In Newcastle Rescue Your Fitness is working with several rescue groups and Jes said the response from locals has been great.
“Our program exists all over Australia as we are digital platform working with volunteers in existing programs and shelters, as well as working with a number of shelters with no volunteer programs to help set up for the future,” he said.
“We have been overwhelmed with support from the Hunter Region and the number of people wanting to get involved.
“Unfortunately there are no local shelters that allow volunteers to walk their dogs that our program can work with right now, but there are two major groups in Dog Rescue Newcastle and Hunter Animal Rescue that do great work and save thousands of lives each year. We will be working close with both groups moving forward.

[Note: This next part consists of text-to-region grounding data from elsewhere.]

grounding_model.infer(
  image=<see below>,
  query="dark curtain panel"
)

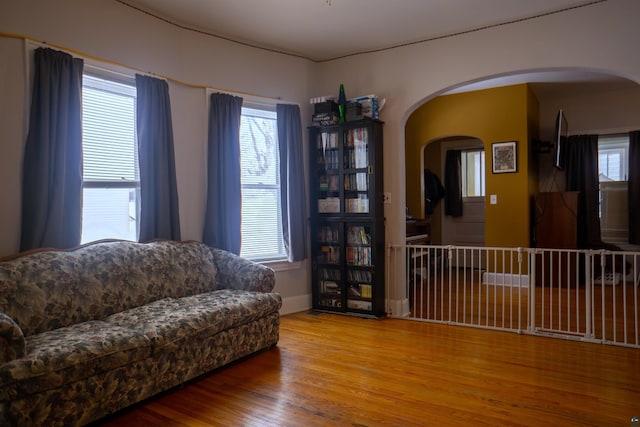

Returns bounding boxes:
[277,104,308,262]
[20,48,84,251]
[444,150,463,217]
[203,93,243,254]
[629,130,640,244]
[135,74,181,242]
[564,134,601,248]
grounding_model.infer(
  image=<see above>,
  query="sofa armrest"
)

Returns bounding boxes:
[0,312,26,364]
[210,248,275,293]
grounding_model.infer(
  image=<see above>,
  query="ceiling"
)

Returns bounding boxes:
[118,0,632,92]
[120,0,602,62]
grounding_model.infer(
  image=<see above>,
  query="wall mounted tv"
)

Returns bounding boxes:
[554,108,568,169]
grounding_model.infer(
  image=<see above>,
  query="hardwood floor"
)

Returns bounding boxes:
[410,269,640,345]
[97,311,640,426]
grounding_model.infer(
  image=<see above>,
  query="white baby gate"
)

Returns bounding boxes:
[387,244,640,348]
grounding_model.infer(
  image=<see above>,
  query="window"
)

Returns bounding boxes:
[239,106,286,261]
[598,135,629,182]
[81,73,139,243]
[461,149,485,197]
[598,134,629,240]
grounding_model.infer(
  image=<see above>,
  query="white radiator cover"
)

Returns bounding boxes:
[482,272,530,287]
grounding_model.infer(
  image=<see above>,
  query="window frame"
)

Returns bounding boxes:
[80,67,140,244]
[598,134,629,182]
[461,148,486,199]
[238,100,287,263]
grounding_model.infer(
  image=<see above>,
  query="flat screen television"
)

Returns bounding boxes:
[553,109,568,169]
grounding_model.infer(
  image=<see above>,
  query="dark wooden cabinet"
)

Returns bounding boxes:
[535,191,578,249]
[535,191,580,287]
[309,119,385,317]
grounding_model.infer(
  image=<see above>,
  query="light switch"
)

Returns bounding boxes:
[490,194,497,205]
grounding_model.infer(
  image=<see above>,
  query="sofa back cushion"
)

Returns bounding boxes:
[0,240,219,336]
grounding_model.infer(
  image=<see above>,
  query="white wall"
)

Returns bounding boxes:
[0,0,314,313]
[2,0,640,314]
[311,0,640,311]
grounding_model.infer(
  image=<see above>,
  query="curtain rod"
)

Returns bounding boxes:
[0,31,284,102]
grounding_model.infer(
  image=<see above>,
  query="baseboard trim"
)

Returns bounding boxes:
[280,294,312,315]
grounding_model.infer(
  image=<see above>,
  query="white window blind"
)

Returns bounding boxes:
[598,135,629,182]
[81,73,139,243]
[239,106,286,261]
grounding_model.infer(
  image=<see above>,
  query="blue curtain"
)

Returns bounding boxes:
[203,93,243,254]
[20,48,84,251]
[277,104,308,262]
[135,75,181,242]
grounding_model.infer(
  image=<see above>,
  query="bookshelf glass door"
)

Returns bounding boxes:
[345,224,373,312]
[344,127,369,214]
[316,223,343,309]
[316,130,341,214]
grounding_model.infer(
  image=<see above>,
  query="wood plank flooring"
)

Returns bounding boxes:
[96,311,640,426]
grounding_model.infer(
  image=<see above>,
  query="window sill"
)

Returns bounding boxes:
[262,259,303,272]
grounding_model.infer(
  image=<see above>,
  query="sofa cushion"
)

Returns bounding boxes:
[105,298,190,347]
[105,290,282,349]
[176,289,282,333]
[0,320,151,396]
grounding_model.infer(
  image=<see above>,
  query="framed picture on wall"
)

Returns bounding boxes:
[492,141,517,173]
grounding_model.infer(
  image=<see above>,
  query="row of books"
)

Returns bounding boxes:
[318,226,339,243]
[319,268,341,280]
[347,270,372,283]
[344,172,368,191]
[348,284,372,299]
[345,128,368,147]
[345,197,369,213]
[318,175,339,192]
[319,245,340,264]
[317,131,339,149]
[344,145,369,169]
[317,149,340,170]
[346,226,371,245]
[346,246,372,266]
[319,280,340,296]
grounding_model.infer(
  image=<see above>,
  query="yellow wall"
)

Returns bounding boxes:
[405,84,536,248]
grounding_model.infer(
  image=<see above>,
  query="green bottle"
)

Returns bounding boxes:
[338,84,346,123]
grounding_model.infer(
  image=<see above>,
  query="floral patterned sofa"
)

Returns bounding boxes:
[0,239,281,426]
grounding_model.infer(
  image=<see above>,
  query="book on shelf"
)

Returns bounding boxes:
[359,284,372,299]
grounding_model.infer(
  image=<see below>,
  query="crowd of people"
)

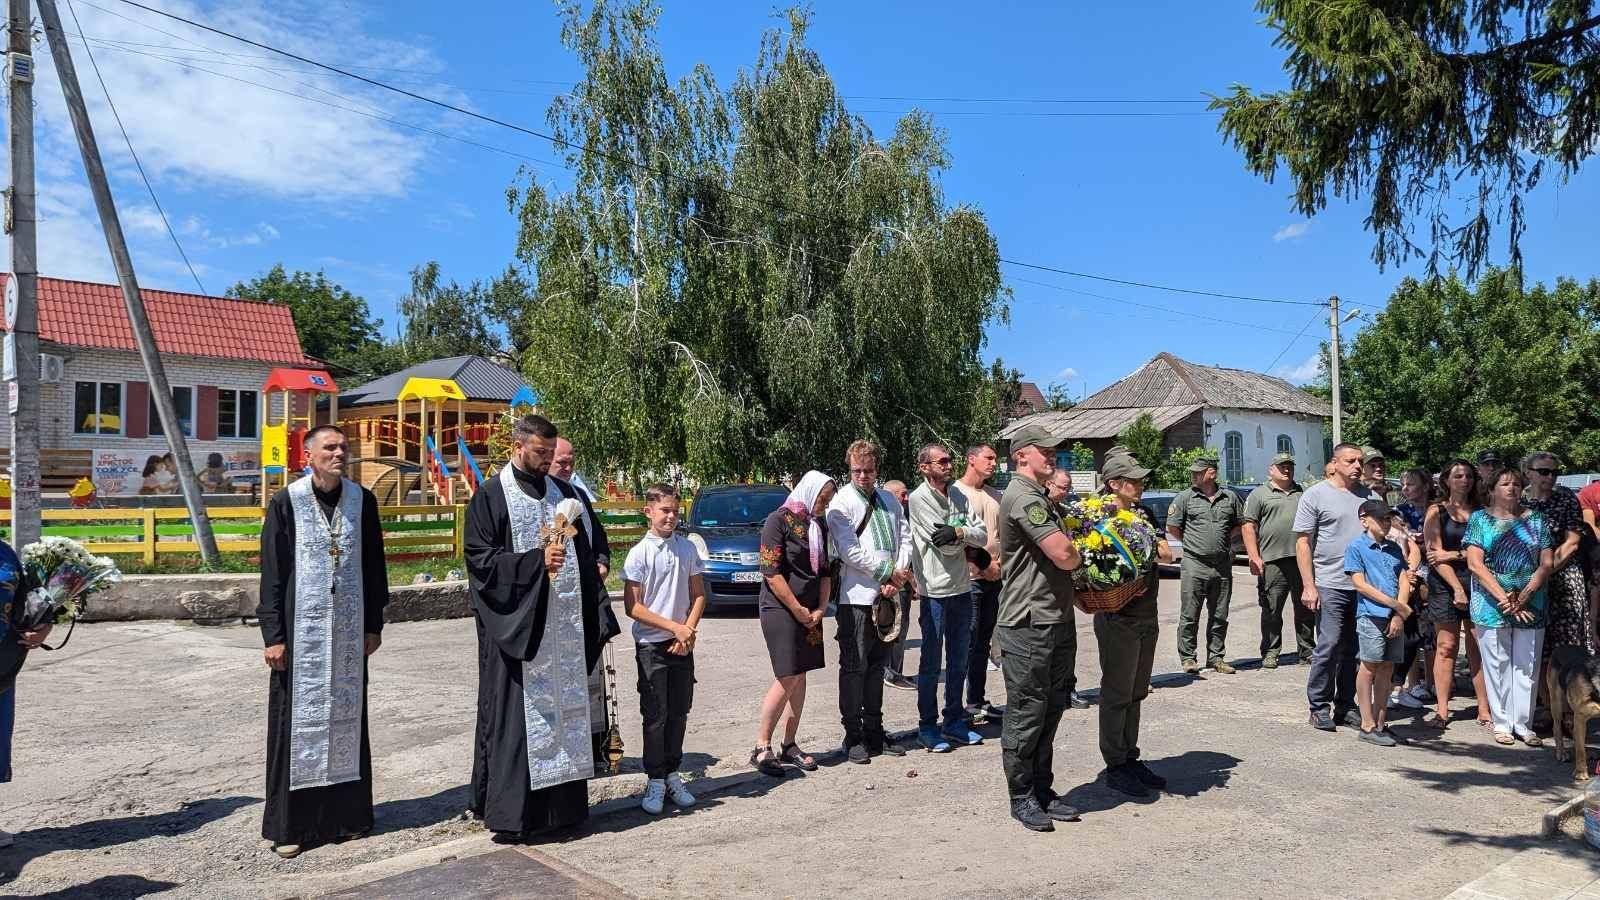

“Recently we teamed up with Dog Rescue Newcastle to help them get some of their dogs in front of the public and generate some much needed awareness of the charity by holding a Pack Walk.
“We had roughly 25 people come down in support and we walked around 18 dogs and puppies from Dixon Park Beach to Empire Park along the beach promenade. All the dogs had “Adopt Me Jackets” to help their cause.
“More often than not we end up with a few adoptions after a walk, but the main idea of the Pack Walk is to bring awareness to the amazing work groups like Dog Rescue Newcastle do giving these animals a second chance.
“It’s about creating lasting change and it starts with awareness; if people don’t know these animal are there then they can’t adopt them.”